Deportations. Now, unlike in the past, “everyone who can be deported is now a priority for being deported,” said Amanda Craft, manager for advocacy with the Office of Immigration Issues. “For this administration, everything is about enforcement. No other alternatives are on the table.”
Within the interior of the country – away from the borders – immigration arrests are up 40 percent from previous administrations, Craft said.
And the number of beds at detention centers (both public and private facilities) has increased to 40,000 – including 14,000 for children, many of whom are being detained for long periods of time, Craft said.
She spoke of the importance of both local and national advocacy on behalf of individuals being detained – for example, the work that First Presbyterian Church of Metuchen, New Jersey did to help win the release from detention of Roby Sanger, an Indonesian immigrant taken into custody by Immigration and Customs Enforcement agents last February while he was dropping his daughter off at school. Sanger was released with an ankle monitor Nov. 15 while the appeal of his case is pending.
Fear and misunderstanding. Leslie Vogel serves as the regional liaison for the Presbyterian Church (U.S.A.) for Mexico and Guatemala. Vogel, who lives in Guatemala, has long experience with border issues and with outreach work in the U.S.-Mexico border region. She spoke of misunderstandings about the immigrants seeking asylum and the reality that “a lot of times people feel threatened” by the immigrants – concerned about the impact they will have on the economy or their job security. “We already have so much stress and so many people facing poverty in the United States,” Vogel said. “It’s really a sense of scarcity, and there’s not enough to go around.”
In reality, however, immigrants often take jobs that “even the poorest U.S. citizens aren’t willing to do,” she said. People respond to inaccurate information in the media and elsewhere, and may not realize “they’re not thugs and gang members for the most part, and they’re not terrorists,” but families or young adults leaving their own countries because of the impact of U.S. policies from the 1970s on that make it untenable for them to stay where they are.
Wall of Welcome. Caly Fernández, a ruling elder from Austin and chair of Mission Presbytery’s Immigration Task Force, told of work already underway to assist asylum-seekers in south Texas and plans for a “Wall of Welcome – Interfaith Caravan of Hope” event being planned in McAllen, Texas on Dec. 14-16.

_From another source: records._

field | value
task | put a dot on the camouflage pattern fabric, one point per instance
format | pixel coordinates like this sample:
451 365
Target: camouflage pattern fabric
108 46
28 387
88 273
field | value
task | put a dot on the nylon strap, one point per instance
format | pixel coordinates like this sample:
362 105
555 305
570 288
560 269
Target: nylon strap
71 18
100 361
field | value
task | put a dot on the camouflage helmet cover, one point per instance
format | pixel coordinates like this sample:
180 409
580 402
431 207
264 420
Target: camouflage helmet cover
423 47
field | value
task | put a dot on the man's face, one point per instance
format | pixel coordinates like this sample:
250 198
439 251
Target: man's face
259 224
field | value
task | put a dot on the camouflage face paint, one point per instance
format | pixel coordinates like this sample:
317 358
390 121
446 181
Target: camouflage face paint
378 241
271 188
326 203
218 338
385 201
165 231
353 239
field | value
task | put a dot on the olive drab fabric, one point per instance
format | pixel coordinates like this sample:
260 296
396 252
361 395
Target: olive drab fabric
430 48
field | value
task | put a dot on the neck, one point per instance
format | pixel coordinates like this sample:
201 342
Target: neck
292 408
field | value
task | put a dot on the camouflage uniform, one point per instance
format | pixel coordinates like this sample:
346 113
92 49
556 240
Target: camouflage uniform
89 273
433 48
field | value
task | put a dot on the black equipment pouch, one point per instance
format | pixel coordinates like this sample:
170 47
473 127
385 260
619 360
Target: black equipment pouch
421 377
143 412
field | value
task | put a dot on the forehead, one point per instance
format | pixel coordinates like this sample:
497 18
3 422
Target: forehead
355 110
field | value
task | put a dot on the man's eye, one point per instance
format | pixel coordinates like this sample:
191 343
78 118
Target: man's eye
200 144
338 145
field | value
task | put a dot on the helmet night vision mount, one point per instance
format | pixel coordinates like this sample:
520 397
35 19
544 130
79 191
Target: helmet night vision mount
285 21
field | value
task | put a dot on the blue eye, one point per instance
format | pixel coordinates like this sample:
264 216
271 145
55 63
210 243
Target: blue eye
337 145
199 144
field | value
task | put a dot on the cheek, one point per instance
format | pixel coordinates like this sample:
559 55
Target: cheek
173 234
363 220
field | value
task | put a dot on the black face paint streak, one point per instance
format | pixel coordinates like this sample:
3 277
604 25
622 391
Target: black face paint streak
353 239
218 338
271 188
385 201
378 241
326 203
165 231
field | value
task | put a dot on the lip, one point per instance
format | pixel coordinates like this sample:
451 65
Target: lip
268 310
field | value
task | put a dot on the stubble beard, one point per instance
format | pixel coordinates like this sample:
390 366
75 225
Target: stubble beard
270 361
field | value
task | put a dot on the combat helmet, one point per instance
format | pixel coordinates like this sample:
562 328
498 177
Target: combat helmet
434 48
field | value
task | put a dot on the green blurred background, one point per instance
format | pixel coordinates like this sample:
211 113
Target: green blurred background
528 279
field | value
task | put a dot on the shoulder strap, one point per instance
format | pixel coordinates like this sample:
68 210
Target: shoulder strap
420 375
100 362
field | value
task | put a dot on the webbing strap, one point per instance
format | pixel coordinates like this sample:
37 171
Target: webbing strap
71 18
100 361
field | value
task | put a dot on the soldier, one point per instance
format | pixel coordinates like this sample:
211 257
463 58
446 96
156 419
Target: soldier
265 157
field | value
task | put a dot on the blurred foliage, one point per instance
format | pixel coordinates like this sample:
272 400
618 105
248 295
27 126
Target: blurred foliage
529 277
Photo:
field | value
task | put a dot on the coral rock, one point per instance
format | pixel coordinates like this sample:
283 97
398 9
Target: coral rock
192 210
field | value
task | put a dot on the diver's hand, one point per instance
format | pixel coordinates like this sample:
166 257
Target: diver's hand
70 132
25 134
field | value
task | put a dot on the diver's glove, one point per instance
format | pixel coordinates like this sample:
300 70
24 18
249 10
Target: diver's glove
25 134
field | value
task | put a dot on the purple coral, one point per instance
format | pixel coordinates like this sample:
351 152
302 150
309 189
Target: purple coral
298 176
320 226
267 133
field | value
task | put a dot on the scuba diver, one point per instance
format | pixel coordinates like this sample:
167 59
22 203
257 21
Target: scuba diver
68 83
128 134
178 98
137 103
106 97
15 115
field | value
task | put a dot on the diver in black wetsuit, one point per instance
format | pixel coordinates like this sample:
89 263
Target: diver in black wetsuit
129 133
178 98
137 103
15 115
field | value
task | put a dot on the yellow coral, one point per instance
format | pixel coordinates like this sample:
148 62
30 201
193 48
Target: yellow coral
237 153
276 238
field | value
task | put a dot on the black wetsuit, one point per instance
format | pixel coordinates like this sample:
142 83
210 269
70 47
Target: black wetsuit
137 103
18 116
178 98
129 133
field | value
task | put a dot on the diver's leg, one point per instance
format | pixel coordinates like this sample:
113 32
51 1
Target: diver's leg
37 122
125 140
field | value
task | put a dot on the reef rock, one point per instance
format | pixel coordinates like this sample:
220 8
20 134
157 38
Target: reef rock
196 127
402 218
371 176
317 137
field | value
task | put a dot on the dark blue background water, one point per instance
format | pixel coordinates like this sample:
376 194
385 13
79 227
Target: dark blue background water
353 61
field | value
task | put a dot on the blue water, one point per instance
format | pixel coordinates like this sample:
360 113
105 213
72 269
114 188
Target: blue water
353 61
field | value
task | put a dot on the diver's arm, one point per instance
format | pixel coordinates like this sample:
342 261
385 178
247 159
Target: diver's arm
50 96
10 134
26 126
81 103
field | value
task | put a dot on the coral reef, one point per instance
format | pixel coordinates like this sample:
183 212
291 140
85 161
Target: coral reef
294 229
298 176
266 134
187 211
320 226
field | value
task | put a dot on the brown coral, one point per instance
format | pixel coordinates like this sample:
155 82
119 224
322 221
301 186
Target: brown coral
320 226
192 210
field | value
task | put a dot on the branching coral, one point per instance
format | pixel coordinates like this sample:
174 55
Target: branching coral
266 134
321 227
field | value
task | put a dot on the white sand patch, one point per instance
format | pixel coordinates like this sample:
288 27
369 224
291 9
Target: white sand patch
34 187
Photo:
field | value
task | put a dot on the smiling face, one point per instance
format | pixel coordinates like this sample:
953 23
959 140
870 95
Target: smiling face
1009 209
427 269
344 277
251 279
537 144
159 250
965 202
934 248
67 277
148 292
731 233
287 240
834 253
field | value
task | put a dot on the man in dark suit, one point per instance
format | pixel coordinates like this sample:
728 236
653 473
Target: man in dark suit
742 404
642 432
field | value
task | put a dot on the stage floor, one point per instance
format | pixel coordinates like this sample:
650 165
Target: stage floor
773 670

In Texas, the number of asylum-seekers needing assistance is on the rise. In San Antonio, the Interfaith Welcome Coalition assists those who have been released from detention and are traveling to meet family members or friends while their asylum cases proceed.
In 2017, the coalition handed out 5,000 backpacks with food and personal hygiene kits to immigrants at the bus station and airport. From January to October 2018, the group handed out more than 17,000 backpacks – including 1,778 in October alone, the most ever in one month.
Presbyterian Disaster Assistance is helping to support the Courts and Ports program of Texas Impact, an immersion experience where small groups visit the immigration courts in Brownsville, Texas and meet with asylum-seekers seeking to cross the border bridges. (Read a Presbyterian Outlook story on a day spent in the Brownsville immigration court.)
And at the Wall of Welcome gathering Dec. 14-16, Presbyterians will gather for a weekend of worship and service near the border – with those likely to attend including J. Herbert Nelson, stated clerk of the PC(USA), and Vilmarie Cintrón-Olivieri, co-moderator of the 2018 General Assembly.
Students and faculty from Austin Presbyterian Theological Seminary will lead worship Dec. 15, and those participating will volunteer at the Humanitarian Respite Center run by Catholic Charities, at the McAllen bus station, and possibly other sites as well.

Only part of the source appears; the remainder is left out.